Europe's beleaguered ExoMars rover is unlikely to launch before 2026 as the European Space Agency ponders a path forward for the mission, including finding a new rocket, replacing Russian-built parts in cooperation with NASA, or restarting its partnership with Russia in case that country's war in Ukraine ends soon.
ESA representatives outlined their plans for the mission in a press conference on Thursday (March 17) after officially suspending cooperation with Russia's space agency Roscosmos as a result of sanctions imposed on Russia by ESA member states.
"We have to do detailed studies of what this means and how the rover can arrive on the Mars surface," ESA director general Josef Aschbacher said in the briefing. "We have to see what the options are in terms of Europe alone or with partners."
He added that ESA "was closely working with NASA to identify where NASA could help."
The space agency, however, did not rule out a possible future restart of the cooperation with Russia in case the war in Ukraine ends, an option that would come with the lowest additional price tag for the mission that has already cost ESA member states over $1.1 billion.
"The possibility of restarting that cooperation at some future date is available and would be compatible with the launch in 2024," David Parker, ESA director of human and robotic exploration, said in the same press conference. "More radical reconfigurations of the mission would lead to launches in 2026 or 2028."
The ExoMars rover, named Rosalind Franklin after the British chemist whose work led to the discovery of the DNA, was designed to search for traces of past and present life underneath the surface of Mars. The rover, equipped with a 6.6-foot-long (2 meters) drill, is, according to astrobiologists, more likely to find organic molecules on the Red Planet than NASA's Perseverance rover, which cannot reach too deep below the planet's scorched surface.
The ExoMars program consists of the Trace Gas Orbiter (TGO), which has been circling Mars since 2016, and the Rosalind Franklin rover. It was originally conceived in cooperation with NASA, but the American space agency withdrew from the mission in 2012 following budget cuts by the administration of President Barack Obama. The mission was only saved from cancellation when Russia stepped in to plug the hole in funding.
Roscosmos was not only expected to launch the rover on its Proton rocket, but also oversee the construction of the rover's landing platform. Parker said in the press conference there were additional Russia-made technologies on the rover.
"There are scientific instruments and there are also the radioisotope heating units that are used to keep the rover warm at night once it's on the surface of Mars," Parker said. "So we need to investigate alternatives for that technology in case we reconfigure the mission. As far as the landing system technologies go, some of those are already available in Europe, and many of them were demonstrated actually in 2016 with the Schiaparelli lander."
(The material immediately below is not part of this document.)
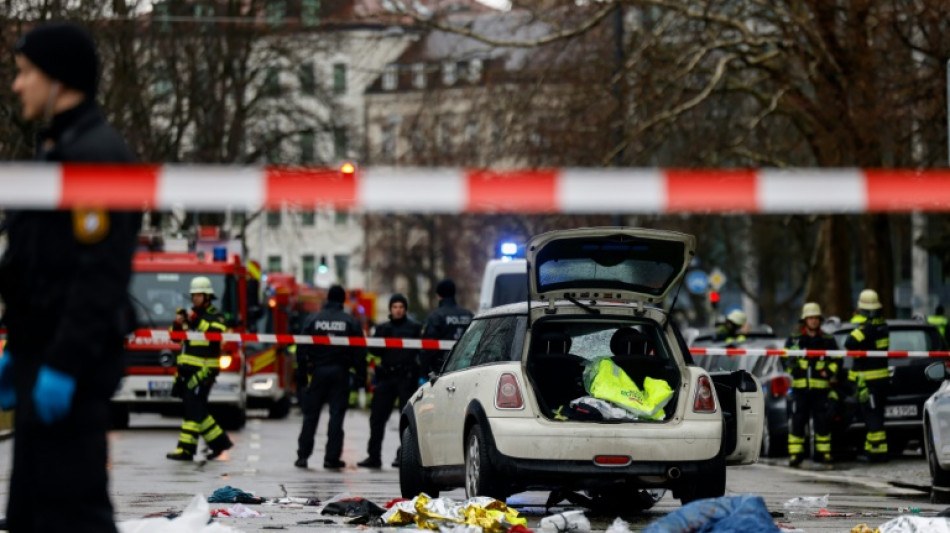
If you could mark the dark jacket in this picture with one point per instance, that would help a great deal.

Schiaparelli was an experimental landing platform that traveled to Mars together with the TGO as part of the first leg of the ExoMars mission. The platform, however, crashed on the planet's surface due to a software glitch. The launch of Rosalind Franklin, originally scheduled for 2018, was delayed first to 2020 because of problems with landing parachutes, and, eventually to 2022, partially as a result of the COVID-19 pandemic.
Parker said the rover can wait for several years in a clean room, but at some extra cost. The delay, he added, will not diminish its scientific potential.
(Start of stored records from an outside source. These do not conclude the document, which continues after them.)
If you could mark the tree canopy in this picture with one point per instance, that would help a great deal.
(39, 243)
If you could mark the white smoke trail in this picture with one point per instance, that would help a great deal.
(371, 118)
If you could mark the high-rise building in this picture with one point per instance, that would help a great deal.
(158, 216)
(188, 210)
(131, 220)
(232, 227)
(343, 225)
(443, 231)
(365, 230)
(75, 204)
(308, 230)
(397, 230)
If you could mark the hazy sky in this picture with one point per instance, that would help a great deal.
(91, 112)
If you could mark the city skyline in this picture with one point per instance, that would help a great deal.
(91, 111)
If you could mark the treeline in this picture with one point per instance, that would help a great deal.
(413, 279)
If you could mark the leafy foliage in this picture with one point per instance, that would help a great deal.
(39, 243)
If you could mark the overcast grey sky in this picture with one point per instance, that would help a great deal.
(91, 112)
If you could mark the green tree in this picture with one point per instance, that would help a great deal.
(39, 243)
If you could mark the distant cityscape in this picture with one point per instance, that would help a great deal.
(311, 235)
"Nobody else has built an analytical life search machine capable of searching at the molecular level for the possibility of past life on Mars," Parker said. "We're very proud of what has been achieved by the team so far. And I guess Mars is four and a half billion years old. So we just have to wait a few more years for it to reveal all of its secrets."
Aschbacher said in the news conference that the space agency will evaluate its other involvements with Russia, many of which date back to the 1990s.
"The cooperations which we have with Russia are a result of political decisions in the 1990s after the Iron Curtain fell in order to connect Russia with the western world," Aschbacher said. "Today, we have an extremely different situation and we have to unravel what was decided then."
He added that, in addition to ExoMars and the International Space Station, ESA has contracts in place with Russia for supply of various components, which will be reviewed in the upcoming months.
The agency will reconvene with its member states in the following weeks to decide on the future steps.
"In a few months or certainly before the summer break we will have a very consolidated view on what your options are and then based on these decisions to be taken," Aschbacher said.